The DLC’s demise is, however, is bringing no mournful elegies from the
liberal groups who made its name a synonym for everything they saw as
wrong with Bill Clinton’s party: what they saw as a religion of
compromise, a lack of principle, and a willingness to sell out the poor
and African-American voters at the party’s base.
“One of the things that’s happening right now in Democratic politics is
that progressives are winning the battle for the party,” said
Progressive Congress president Darcy Burner. “The corporate-focused DLC
type of politics isn’t working inside the Democratic party.”
The DLC was formed in the 1980s - the debacle of the 1984 Mondale
campaign was a key motivator - to wage just that kind of intra-party
war against what From and his allies saw as interest-group liberals
content to consign the Democratic Party to minority status. The group
and its best-known chairman, then-Arkansas Gov. Bill Clinton, pushed
balanced budgets, free trade, tough-on-crime policies, and welfare
reform – all of which alienated the base, but became a key part of
Clinton’s “New Democrat” agenda and his presidential legacy.
Though it was business-friendly and often cast as a corporate tool –
or, as Jesse Jackson once put it, “Democrats for the leisure class” –
the DLC had at its core an idea, the seed of the international “third
way” movement that produced Clinton, British Prime Minister Tony Blair
and other leaders on the center-left. Indeed, its financial collapse
could prove, in a backhanded way, that it wasn’t just the tool of
monied interests since it is shutting its doors for lack of cash.
The DLC’s raison d’etre, though, became less clear once Democratic
moderates had already taken back the party. And after the Clinton
years, it picked what many Democrats still see as the wrong fights.

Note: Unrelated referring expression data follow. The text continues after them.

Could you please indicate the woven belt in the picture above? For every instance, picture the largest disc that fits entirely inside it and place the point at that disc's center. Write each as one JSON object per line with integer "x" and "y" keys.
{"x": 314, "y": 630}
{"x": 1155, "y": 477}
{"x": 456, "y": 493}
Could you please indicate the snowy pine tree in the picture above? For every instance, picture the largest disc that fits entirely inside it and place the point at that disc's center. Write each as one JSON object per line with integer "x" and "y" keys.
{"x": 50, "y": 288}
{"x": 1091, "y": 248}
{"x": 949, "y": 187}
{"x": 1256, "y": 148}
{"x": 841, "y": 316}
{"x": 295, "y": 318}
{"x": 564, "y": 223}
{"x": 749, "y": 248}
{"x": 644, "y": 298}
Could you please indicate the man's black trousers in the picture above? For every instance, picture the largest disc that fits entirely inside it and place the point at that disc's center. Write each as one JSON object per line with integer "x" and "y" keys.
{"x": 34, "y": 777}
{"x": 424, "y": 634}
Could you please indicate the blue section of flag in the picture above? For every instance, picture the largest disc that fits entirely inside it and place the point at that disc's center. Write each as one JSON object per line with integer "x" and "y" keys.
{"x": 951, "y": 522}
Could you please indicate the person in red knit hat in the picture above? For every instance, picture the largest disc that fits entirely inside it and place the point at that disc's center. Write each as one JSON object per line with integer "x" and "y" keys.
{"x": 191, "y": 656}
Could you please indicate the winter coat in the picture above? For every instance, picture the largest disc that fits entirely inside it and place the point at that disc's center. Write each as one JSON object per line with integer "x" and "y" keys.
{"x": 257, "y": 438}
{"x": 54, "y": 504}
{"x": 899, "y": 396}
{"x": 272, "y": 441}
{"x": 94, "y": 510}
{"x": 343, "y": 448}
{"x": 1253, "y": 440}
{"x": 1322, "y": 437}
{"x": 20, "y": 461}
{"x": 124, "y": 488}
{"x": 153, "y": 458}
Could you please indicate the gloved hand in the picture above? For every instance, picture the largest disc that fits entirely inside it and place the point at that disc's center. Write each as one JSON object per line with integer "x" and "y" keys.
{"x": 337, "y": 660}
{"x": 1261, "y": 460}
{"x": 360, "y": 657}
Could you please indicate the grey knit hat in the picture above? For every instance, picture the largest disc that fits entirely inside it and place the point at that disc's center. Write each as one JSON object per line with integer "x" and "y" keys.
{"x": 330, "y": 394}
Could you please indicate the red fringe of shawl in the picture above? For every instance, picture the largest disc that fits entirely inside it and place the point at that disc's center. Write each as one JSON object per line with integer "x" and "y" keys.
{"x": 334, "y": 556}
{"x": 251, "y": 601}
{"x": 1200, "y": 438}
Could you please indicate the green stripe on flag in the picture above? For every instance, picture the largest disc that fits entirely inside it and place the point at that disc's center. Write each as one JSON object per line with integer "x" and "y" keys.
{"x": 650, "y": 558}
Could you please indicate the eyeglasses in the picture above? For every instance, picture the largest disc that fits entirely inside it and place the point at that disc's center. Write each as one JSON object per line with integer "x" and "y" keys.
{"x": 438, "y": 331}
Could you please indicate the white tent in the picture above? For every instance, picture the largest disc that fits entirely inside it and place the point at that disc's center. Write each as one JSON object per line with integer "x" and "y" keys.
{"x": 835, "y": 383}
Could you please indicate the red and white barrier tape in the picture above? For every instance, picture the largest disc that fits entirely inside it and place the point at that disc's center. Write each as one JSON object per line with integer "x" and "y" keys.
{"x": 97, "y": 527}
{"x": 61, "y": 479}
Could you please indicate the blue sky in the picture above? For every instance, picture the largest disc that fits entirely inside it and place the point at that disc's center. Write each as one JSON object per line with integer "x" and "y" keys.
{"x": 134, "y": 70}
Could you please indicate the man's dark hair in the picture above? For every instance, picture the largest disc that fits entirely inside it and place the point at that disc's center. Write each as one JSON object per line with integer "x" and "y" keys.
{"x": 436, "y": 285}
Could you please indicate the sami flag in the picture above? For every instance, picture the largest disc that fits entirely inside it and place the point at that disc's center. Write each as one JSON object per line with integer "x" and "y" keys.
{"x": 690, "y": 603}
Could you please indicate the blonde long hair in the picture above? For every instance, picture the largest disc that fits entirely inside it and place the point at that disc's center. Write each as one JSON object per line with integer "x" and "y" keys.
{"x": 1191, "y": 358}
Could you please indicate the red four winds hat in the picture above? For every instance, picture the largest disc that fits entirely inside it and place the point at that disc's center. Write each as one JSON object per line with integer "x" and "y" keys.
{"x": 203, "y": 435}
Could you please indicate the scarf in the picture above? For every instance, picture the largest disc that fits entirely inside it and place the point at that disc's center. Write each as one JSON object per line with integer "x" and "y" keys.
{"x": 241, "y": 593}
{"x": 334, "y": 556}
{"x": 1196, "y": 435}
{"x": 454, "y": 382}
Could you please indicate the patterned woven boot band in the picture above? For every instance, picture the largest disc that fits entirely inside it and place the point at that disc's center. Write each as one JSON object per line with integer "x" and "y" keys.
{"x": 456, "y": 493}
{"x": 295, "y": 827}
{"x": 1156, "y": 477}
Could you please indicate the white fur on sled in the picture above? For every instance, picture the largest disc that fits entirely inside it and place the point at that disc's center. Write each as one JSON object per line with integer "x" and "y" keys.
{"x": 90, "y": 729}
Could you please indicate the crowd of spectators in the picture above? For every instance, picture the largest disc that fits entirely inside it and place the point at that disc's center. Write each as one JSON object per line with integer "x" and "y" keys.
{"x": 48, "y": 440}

In particular, its support for President George W. Bush’s invasion of
Iraq – which most Democrats now view as one of the most profound
mistakes of a generation – proved a key break from the emerging
consensus of the party, and one from which it probably never recovered.
That choice echoed through DLC battles with Vermont Governor Howard
Dean in 2004, and From’s support for Joe Lieberman’s independent Senate
candidacy against a Democratic nominee in 2006. Many Democrats never
forgave the group for its compromises during a decade during which
Bush’s slim governing majority was viewed as more an accident than a
cause for rethinking their basic assumptions.
In the Obama era, the group has simply struggled for relevance. Its
leaders remained close to the Clintons, and presumptive Democratic
presidential candidate Hillary Clinton headlined the DLC’s 2006 annual
gathering in Denver. But as Hillary Clinton’s presidential fortunes
waned, so did the DLC’s influence. By the summer of 2008, the
organization was kicking off its annual meeting a mere block from
Senator Barack Obama’s campaign headquarters in Chicago - but the
candidate didn’t find time to drop by.
The organizational issues that followed, and seemingly delivered the
final blow, were more mundane. DLC CEO Bruce Reed, a former senior
Clinton White House aide, decided in 2009 that the group should be more
of a thinktank and less a networking outfit, sending its sister
organization, PPI, out on its own and splitting the groups’ diminishing
resources and fundraising base. But Reid left last year to become Vice
President Joe Biden’s chief of staff, and the group was unable to
recruit a successor with his – much less From’s – capacity to raise the
money to keep the group alive, people involved said.